The regime can be extended to family members who also move their tax residence to Italy. In such case, the flat tax is due in an amount of 25,000 Euro per family member opting for the regime.
The taxpayer can file an advance ruling request with the Italian Tax Authorities in order to determine the right to benefit from the flat tax regime.
The favorable fiscal regime automatically expires after fifteen years and can be revoked by choice of the taxpayer in any tax period after the first tax period of adoption.
B. Clarifications provided in the Circular letter.
1. Exemption from the CFC rules.
Individuals who opt for the “Res non-Dom” tax regime are not subject to the Italian CFC rules, provided that the controlled foreign entities are not located in countries which have been voluntarily excluded from the scope of the substitute tax regime (so-called “cherry picking”).
Therefore, income deriving from participations that would ordinarily give rise to the application of the CFC rule will not be taxed on a transparent basis, falling within the scope of the substitute tax.
2. Tax “haven” income benefit from the “Res non-Dom” tax regime.
The “Res non-Dom” tax regime applies irrespective of the foreign country of origin of the income and regardless of its taxation in the source country.
Therefore, dividends and capital gains coming from a foreign country considered as a “tax haven” for income tax purposes are to be included among the foreign income to which the substitute tax applies (i.e. they are excluded from the ordinary tax regime).
3. Tax residency of foreign entities managed by “Res non-Dom” taxpayers.
The tax residency of foreign entities managed only by individuals who have opted for the “Res non-Dom” tax regime should not be challenged by the Italian Tax Authorities. The special status of “Res non-Dom” taxpayer is irrelevant for the purposes of attractingItalian tax residency of a foreign entity, according to Art. 73 of the Italian Tax Code, where the challenge is grounded only on the existing relationship between those taxpayers and the foreign (managed) entity.
4. Income derived through “conduit” entities.

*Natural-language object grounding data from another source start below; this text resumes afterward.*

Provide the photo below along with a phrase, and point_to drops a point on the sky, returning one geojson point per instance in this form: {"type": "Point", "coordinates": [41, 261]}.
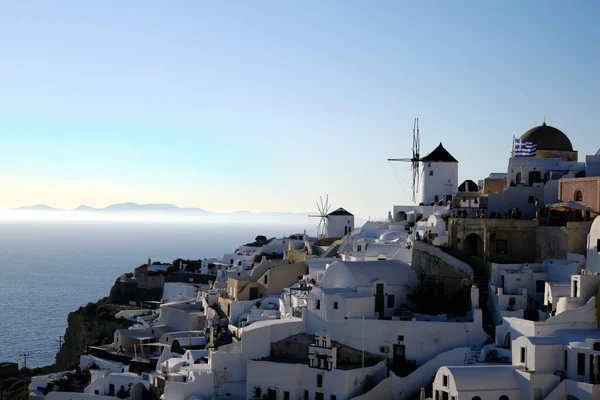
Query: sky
{"type": "Point", "coordinates": [266, 105]}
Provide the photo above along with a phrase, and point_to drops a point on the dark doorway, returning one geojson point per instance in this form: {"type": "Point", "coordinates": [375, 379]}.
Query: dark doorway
{"type": "Point", "coordinates": [379, 300]}
{"type": "Point", "coordinates": [399, 357]}
{"type": "Point", "coordinates": [253, 293]}
{"type": "Point", "coordinates": [594, 378]}
{"type": "Point", "coordinates": [474, 245]}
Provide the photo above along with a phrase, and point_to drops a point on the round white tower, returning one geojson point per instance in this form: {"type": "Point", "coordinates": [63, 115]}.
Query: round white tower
{"type": "Point", "coordinates": [439, 177]}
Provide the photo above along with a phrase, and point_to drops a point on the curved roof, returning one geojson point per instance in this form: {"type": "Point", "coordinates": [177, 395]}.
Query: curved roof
{"type": "Point", "coordinates": [440, 154]}
{"type": "Point", "coordinates": [337, 275]}
{"type": "Point", "coordinates": [468, 186]}
{"type": "Point", "coordinates": [471, 378]}
{"type": "Point", "coordinates": [363, 273]}
{"type": "Point", "coordinates": [548, 138]}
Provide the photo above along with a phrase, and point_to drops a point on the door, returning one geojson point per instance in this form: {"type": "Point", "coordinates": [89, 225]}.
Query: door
{"type": "Point", "coordinates": [253, 293]}
{"type": "Point", "coordinates": [594, 378]}
{"type": "Point", "coordinates": [379, 300]}
{"type": "Point", "coordinates": [399, 355]}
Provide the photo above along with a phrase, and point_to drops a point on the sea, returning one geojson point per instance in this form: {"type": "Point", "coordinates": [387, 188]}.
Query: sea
{"type": "Point", "coordinates": [49, 268]}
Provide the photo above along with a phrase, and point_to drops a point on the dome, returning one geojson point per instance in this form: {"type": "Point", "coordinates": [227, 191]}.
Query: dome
{"type": "Point", "coordinates": [337, 275]}
{"type": "Point", "coordinates": [548, 138]}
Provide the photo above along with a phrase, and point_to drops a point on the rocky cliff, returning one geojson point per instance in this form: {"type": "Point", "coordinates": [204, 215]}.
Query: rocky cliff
{"type": "Point", "coordinates": [91, 325]}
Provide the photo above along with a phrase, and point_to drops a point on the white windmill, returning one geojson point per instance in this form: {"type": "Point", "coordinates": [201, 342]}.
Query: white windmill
{"type": "Point", "coordinates": [323, 209]}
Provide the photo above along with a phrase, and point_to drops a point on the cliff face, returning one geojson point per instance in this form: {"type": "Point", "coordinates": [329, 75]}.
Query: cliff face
{"type": "Point", "coordinates": [91, 325]}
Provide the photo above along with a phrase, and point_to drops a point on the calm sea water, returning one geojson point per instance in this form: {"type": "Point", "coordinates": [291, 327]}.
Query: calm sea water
{"type": "Point", "coordinates": [48, 269]}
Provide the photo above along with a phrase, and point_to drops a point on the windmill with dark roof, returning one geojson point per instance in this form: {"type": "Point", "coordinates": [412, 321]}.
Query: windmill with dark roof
{"type": "Point", "coordinates": [415, 159]}
{"type": "Point", "coordinates": [438, 177]}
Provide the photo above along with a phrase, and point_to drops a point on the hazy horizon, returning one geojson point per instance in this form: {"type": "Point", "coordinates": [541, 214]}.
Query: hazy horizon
{"type": "Point", "coordinates": [269, 105]}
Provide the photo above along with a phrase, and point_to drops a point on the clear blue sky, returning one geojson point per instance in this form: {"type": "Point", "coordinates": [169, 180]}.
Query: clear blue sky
{"type": "Point", "coordinates": [265, 105]}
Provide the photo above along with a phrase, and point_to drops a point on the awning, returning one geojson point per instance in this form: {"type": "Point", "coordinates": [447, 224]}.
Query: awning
{"type": "Point", "coordinates": [567, 205]}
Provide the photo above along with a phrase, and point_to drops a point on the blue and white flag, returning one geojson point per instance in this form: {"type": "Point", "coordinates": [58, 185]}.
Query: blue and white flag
{"type": "Point", "coordinates": [525, 148]}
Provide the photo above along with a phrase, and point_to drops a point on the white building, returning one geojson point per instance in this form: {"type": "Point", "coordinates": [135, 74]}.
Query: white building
{"type": "Point", "coordinates": [593, 247]}
{"type": "Point", "coordinates": [320, 373]}
{"type": "Point", "coordinates": [543, 367]}
{"type": "Point", "coordinates": [339, 223]}
{"type": "Point", "coordinates": [439, 177]}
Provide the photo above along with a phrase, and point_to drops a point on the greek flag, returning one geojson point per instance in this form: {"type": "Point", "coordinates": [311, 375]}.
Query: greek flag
{"type": "Point", "coordinates": [525, 148]}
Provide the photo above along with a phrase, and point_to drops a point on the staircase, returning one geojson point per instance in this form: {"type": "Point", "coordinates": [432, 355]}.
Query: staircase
{"type": "Point", "coordinates": [472, 357]}
{"type": "Point", "coordinates": [481, 282]}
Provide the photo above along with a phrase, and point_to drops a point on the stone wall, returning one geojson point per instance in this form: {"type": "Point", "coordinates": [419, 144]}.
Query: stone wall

Italian “Res non-Dom” taxpayers holding nonItalian entities qualified as pass-through (fictitious) vehicles should treat the underlying income as if they were directly held.

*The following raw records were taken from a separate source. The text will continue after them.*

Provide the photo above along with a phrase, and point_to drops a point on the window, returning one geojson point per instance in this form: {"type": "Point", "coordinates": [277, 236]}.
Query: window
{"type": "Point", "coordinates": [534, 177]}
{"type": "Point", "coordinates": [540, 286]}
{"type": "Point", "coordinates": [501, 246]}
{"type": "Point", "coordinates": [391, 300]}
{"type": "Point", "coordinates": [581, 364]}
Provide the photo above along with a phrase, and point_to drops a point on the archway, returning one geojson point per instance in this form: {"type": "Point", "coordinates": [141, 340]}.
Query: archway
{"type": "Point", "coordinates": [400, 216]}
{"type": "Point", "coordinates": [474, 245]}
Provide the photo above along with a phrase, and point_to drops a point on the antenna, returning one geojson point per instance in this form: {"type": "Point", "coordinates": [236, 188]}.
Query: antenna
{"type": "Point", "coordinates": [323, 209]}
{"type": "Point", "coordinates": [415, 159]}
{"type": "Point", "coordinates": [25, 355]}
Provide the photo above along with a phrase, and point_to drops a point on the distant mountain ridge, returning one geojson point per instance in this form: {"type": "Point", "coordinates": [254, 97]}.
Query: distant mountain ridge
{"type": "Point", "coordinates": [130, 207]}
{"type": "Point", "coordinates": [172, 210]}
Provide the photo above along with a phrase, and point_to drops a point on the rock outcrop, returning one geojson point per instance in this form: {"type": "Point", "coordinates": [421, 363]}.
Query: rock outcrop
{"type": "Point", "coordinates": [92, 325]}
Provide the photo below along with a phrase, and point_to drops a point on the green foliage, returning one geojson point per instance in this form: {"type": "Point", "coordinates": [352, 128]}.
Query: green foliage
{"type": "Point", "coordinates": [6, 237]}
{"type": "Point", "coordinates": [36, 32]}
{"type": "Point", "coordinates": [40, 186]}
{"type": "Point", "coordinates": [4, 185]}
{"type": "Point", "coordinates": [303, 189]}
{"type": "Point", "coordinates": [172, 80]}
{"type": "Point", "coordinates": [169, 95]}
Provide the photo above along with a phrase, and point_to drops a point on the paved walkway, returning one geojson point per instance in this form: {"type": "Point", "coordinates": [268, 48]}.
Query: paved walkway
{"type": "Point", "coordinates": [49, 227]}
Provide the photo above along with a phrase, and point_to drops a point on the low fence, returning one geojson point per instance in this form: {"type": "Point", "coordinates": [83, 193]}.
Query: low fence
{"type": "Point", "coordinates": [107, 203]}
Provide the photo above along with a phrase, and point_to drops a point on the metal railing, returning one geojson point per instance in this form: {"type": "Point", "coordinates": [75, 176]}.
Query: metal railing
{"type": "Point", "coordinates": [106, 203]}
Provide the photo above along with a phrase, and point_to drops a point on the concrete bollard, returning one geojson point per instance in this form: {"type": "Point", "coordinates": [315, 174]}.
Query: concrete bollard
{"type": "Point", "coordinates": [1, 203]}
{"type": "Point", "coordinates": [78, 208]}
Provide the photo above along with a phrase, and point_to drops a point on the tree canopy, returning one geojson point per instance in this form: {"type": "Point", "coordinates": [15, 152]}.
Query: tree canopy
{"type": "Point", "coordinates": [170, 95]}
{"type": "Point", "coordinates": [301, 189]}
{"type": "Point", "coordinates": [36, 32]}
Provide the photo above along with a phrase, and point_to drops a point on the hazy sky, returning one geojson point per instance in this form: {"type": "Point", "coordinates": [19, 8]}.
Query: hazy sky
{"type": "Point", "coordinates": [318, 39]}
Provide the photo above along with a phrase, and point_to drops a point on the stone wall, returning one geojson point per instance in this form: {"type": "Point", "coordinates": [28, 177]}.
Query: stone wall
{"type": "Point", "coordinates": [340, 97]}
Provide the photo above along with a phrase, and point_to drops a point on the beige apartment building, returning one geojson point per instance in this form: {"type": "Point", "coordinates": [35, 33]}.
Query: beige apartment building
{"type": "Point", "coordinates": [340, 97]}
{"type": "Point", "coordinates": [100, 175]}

In particular, any income derived from the assets held by companies qualified as “conduit” vehicles – according to art. 37, paragraph 3, Presidential Decree 600/73 – should be treated by the “Res non-Dom” taxpayers as follows:
(i) if the income was Italian sourced, it would be taxed according to the Italian tax rules;
(ii) if the income was non-Italian sourced, it would be subject to the substitute tax (i.e. they are excluded from the ordinary tax regime).
5. Restricted Stock Unit incentive plan and employment income.

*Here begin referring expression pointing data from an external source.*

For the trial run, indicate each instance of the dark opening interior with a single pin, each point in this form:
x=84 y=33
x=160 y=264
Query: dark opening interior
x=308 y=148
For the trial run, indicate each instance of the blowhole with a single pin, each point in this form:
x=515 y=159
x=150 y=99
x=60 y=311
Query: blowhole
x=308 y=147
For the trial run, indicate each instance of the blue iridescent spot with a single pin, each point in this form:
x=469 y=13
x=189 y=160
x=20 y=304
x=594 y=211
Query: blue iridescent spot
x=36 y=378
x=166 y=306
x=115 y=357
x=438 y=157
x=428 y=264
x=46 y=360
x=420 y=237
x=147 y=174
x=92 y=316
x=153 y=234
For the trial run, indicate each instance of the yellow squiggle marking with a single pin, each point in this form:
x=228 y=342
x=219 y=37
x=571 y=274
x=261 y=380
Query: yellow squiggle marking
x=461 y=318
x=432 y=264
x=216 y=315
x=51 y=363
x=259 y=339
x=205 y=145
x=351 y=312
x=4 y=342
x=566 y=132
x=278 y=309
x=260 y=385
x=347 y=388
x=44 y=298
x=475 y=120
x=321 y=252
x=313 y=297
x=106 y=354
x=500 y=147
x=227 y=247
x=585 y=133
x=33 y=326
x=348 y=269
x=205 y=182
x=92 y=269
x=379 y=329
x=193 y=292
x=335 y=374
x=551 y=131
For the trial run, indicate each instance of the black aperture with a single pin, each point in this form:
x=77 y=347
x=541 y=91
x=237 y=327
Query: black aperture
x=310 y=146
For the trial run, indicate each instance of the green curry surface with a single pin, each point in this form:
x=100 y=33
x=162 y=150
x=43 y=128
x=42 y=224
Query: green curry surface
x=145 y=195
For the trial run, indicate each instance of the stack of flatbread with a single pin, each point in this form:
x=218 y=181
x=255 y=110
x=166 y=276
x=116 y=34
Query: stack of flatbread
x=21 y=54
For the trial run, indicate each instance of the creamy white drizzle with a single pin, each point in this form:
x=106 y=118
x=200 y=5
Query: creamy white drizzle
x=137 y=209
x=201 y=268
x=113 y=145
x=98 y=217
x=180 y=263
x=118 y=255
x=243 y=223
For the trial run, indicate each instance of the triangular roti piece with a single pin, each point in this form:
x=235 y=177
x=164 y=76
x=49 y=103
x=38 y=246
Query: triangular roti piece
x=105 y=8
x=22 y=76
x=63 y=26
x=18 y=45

In the context of a “Restricted Stock Unit incentive plan”, the employment income deriving from the granting of stocks that occurred when a “Res non-Dom” became an employee of an Italian entity – part of the same group which includes the foreign entity that formerly employed the individual – may be subject to the substitute tax for the quota ascribable (on a pro rata basis) to the period during which the work is performed abroad.
6. Eligibility for the Double Tax Treaty.
In the Italian Revenue Agency’s view a “Res non-Dom” qualifies as Italian tax resident for the purposes of the Double Tax Treaty, unless the single treaty provides otherwise.
7. Inheritance and gift taxes.
Being confirmed that during the time period of validity of the “Res non-Dom” tax regime inheritance and gift taxes solely apply to assets located in Italy, in relation to the assets located abroad it has been expressly specified that such exemption also applies to any act of liberality, including a contribution of assets in a trust.